It’s been a long time since Google users have seen the standard logo on the homepage – and it will be a longer time still. That’s because Google has tasked itself with providing a different Olympics-themed Doodle every day of the Games. First, we had an opening ceremony Doodle, followed by a fencing Doodle, one celebrating men’s rings, another on the sport of field hockey, and recently a Doodle depicting the great sport of table tennis.
And today, shot put gets its turn.
Shot put is one of 47 different events that make up the “Athletics” portion of the Olympic Games (commonly referred to as “track & field events”). Its name comes, quite literally from “putting” the “shot,” or in other words chucking that heavy metal ball as far as you can. Evidence of shot putting (or some sort of stone throwing) as a sport exists from thousands of years ago.

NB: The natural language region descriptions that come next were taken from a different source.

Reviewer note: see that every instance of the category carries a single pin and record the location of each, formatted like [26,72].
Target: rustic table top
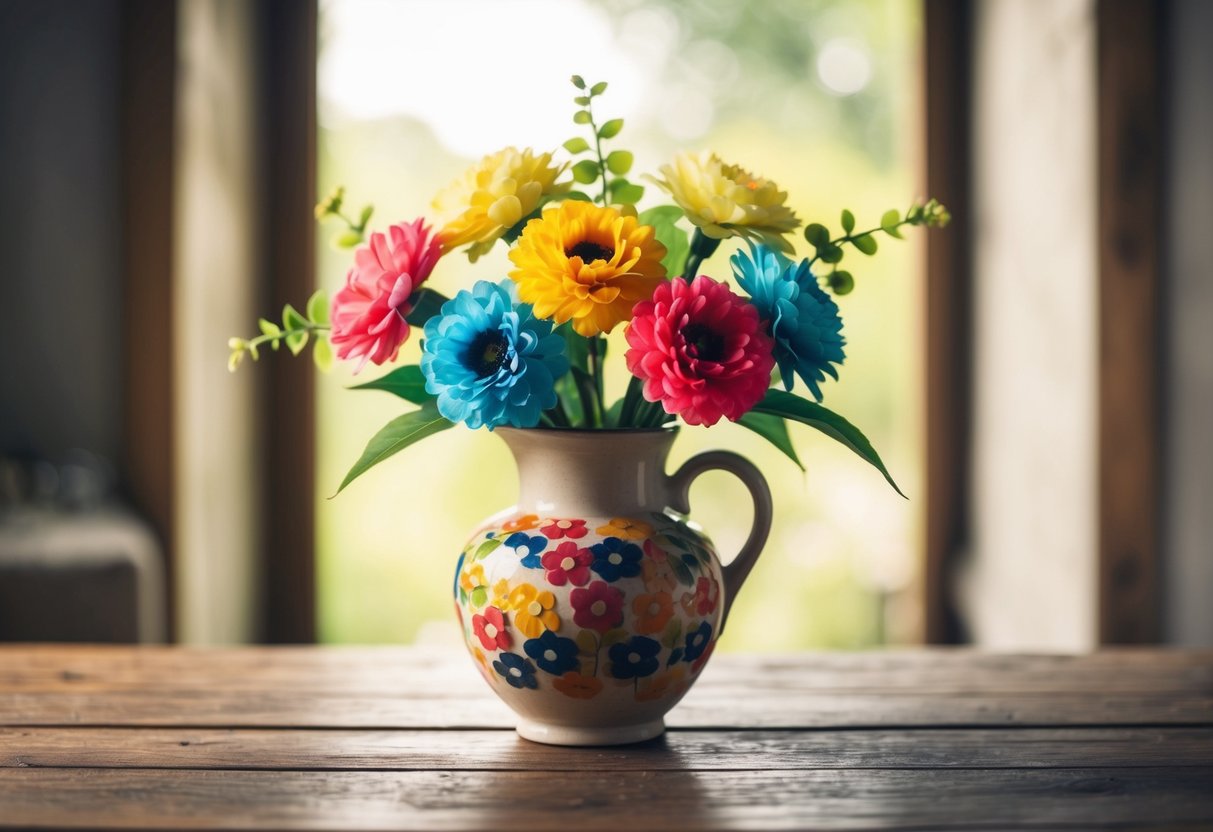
[351,739]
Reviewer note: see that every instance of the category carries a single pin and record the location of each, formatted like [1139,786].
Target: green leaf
[619,161]
[664,220]
[322,354]
[396,436]
[408,382]
[889,222]
[773,429]
[426,303]
[318,307]
[610,129]
[866,244]
[848,221]
[816,234]
[586,171]
[779,403]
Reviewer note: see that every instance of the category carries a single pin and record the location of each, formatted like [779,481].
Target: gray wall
[60,228]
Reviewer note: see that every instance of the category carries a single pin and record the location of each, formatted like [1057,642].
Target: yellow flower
[586,263]
[723,200]
[494,195]
[533,610]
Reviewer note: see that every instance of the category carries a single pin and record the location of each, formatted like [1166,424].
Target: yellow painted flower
[533,610]
[625,529]
[723,200]
[494,195]
[586,263]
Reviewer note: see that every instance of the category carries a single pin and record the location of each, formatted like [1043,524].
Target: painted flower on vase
[368,314]
[553,654]
[516,670]
[802,318]
[615,559]
[568,563]
[700,351]
[597,607]
[494,195]
[588,265]
[633,659]
[490,362]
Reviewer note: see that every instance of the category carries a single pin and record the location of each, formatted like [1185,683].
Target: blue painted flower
[635,659]
[490,362]
[553,654]
[804,320]
[615,558]
[698,640]
[528,547]
[516,670]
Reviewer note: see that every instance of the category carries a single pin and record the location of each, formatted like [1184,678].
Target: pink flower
[598,607]
[368,313]
[568,564]
[558,529]
[490,628]
[700,351]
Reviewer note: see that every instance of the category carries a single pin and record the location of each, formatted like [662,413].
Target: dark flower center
[488,353]
[590,251]
[702,342]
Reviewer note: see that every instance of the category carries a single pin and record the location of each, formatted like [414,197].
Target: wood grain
[679,750]
[504,799]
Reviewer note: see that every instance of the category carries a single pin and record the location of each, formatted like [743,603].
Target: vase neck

In the Olympic competition, the shot weighs a hair over 16 pounds (for the men) and just shy of 9 pounds (for the women). The men’s competition is already underway, and the women will get started on August 6th.
Other than showing Olympic pride, Google is surely using these sporting Doodles to show off the Knowledge Graph, Google’s new element to search results that presents relevant information of the search subject (whether it be a sport, a band, a famous person, etc.).
If you were interested, the current world record for men is held by American Randy Barnes. In 1990, he recorded a distance of 23.12 m. On the women’s side, Russian Natalya Lisovskaya holds the record. In 1987, she recorded a distance of 22.63 m.